Hasta que caminó tres cuadras, se detuvo en seco. Ya debía ver la casa azul de su abuelita. Aunque deslavada, era azul. Pero solo detectaba fachadas blancuzcas y grisáceas. ¿Qué hacer? ¿Regresar hasta la esquina y retomar el camino? La lógica le dictó que si viraba a la derecha, entroncaría con la calle de abuelita. Lástima que la Colochita era pésima para reconocer su derecha de su izquierda.

Así que unos minutos después, reconoció que estaba completamente desubicada. Se empezó a preocupar, y no porque llegaría tarde a la escuela ni porque se enfriaría el desayuno, sino porque no sabía cómo volver a su casa.

En eso, notó un zaguán abierto. Buscaría a quién preguntar. ¿Alguien en casa? Nadie respondió. La Colochita dio unos pasos hacia el patio. Solo había un perro dormido, que ni siquiera ladró. La puertita del fondo conducía a un cuarto sencillo, con una mesa y tres sillas. Y en cada lugar, unos tamalitos con atole. Abrió las hojas del primer tamal, de rajas. No le gustaba. Abrió las hojas del segundo tamal, de salsa verde. No le gustaba. Abrió las hojas del tercer tamal, de dulce. Se lo comió en tres mordidas. Tanta caminada le produjo apetito.

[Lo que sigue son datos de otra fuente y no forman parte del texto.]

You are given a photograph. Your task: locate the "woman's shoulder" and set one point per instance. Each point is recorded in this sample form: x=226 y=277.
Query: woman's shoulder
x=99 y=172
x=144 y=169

Después de tomarse el atolito, sintió un gran sueño y se dirigió al cuarto trasero. Vio una cama matrimonial. Demasiado grande. Después una individual. Demasiado pequeña. Finalmente vio una hamaca. ¡Qué delicia! Y la Colochita Dorada se quedó dormida.

No escuchó mientras los tres habitantes de la vivienda regresaban de su caminata matutina. Les gustaba dar cinco vueltas al parque más cercano antes de desayunar. Tampoco oyó sus quejas. ¿Quién abrió mi tamal? ¿Quién abrió mi tamal? ¡Quién se comió mi tamal y se bebió mi atole!

Tampoco percibió cuando los tres habitantes se asomaron a la puerta y descubrieron la cama matrimonial vacía, la cama individual vacía y la hamaca ocupada. Hasta que sintió el aliento de los dueños de la casa, la Colochita saltó del susto.

Pero no, no se trataba de tres osos, sino del padre, la madre y un hijo, ¡Carlos!, su compañero de tercer grado.

—¿Qué haces aquí, Colocha?

—Pues… —trató de explicarles, pero la madre miró el reloj: —¡Se les hará tarde para la escuela!

—¿Pero ahora qué voy a desayunar? —se quejó el niño.

La Colochita se acordó del pollito con mole, y como de por sí llegaría tarde con su abuelita, convidó a todos el rico desayuno. Al día siguiente, la Colochita Dorada llevó tres recipientes, en vez de uno, a casa de su abuelita.

Su abuelita entonces la recibió con un gruñido: —Ayer pasé hambre por tu culpa. Ahora me dará el soponcio.

La Colochita le sirvió arroz, papas con chorizo y chicharrón en salsa. Y mientras su abuelita devoraba —y por cierto, no le dio el soponcio—, la Colochita imaginó a Carlos regresando de su caminata matutina para comer su tamal de dulce con un delicioso atole de fresa.

—¿Y aprendiste la lección?

—Por supuesto, abuelita. No debe uno dejar el desayuno servido, o un extraño que ande perdido se lo puede devorar.